Ölümle yaşam arasında: Kız’la Randevu
Yazı: Korcan Derinsu
Çağdaş Latin Amerika edebiyatının adından söz ettiren kalemlerinden Mateo García Elizondo’nın Kız’la Randevu romanı yaşamla ölümün, geçmişle bugünün sınırlarında dolanıyor. Siren Yayınları etiketi ve Roza Hakmen çevirisi ile Türkçede.
Ne hakkında? Hikâye ne?
Kız’la Randevu, El Zapotal kasabasına ölmeye gelen bir bağımlının hikâyesini anlatıyor. Bir yandan hayatını gözden geçiren karakterimiz diğer yandan kasabadaki insanlarla (ve ölülerle!) iletişime geçiyor. Bir noktadan sonra da gerçek ile hayal tıpkı ölüm ve yaşam gibi birbirinin içine geçiyor.
Zaman dilimi ve mekân
Mekân Meksika’nın Oaxaca şehrine bağlı El Zapotal kasabası. Zaman ise net olarak belirtilmiyor.

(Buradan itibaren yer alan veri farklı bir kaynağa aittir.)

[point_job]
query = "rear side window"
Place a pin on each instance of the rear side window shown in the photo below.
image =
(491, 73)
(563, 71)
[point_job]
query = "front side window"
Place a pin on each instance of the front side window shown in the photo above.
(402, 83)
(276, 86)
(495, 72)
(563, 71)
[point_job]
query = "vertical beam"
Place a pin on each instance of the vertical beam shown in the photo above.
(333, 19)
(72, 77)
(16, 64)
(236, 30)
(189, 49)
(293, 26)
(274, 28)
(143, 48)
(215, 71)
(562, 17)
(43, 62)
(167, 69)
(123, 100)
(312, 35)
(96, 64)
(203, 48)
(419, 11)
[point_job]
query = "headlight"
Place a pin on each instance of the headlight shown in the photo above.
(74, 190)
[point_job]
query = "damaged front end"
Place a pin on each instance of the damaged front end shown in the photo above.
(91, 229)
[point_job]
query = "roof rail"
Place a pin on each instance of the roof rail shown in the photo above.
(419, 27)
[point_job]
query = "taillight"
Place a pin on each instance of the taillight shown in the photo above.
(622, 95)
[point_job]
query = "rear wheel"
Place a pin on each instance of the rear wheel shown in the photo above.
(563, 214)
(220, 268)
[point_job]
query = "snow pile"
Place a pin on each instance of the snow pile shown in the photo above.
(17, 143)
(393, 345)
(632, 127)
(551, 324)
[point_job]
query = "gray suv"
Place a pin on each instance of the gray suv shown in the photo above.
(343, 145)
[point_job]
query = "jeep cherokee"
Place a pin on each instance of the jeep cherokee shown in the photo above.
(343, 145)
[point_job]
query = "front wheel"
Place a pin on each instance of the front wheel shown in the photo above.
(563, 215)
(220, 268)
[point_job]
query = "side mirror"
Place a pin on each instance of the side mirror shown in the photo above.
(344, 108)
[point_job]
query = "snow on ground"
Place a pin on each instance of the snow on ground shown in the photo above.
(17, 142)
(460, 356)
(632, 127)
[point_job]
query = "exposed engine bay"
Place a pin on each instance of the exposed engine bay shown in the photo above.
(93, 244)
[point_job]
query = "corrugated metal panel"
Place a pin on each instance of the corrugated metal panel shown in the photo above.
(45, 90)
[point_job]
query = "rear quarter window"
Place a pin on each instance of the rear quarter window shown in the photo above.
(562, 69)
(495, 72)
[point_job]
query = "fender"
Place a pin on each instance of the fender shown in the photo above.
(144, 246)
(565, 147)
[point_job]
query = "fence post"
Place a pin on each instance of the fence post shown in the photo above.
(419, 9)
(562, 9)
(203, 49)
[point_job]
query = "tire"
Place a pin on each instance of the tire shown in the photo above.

Okumadan önce bilmemiz gerekenler
*Mateo García Elizondo, anne tarafından Kolombiyalı yazar Gabriel Garcia Marquez’in, baba tarafından ise Meksikalı yazar Salvador Elizondo’nun torunu.
*Aynı zamanda senaristlik yapan Elizondo, Alfonso Cuaron’un oğlu Jonas Cuaron’un 2015 tarihli, Toronto Film Festivali’nde FIPRESCI ödülü kazanan filmi Desierto’nun senaristi.
*İlk romanı Kız’la Randevu ile dikkat çeken Elizondo, Granta dergisi tarafından İspanyolca edebiyatın 35 yaş altı en iyi yazarlarından birisi olarak gösteriliyor.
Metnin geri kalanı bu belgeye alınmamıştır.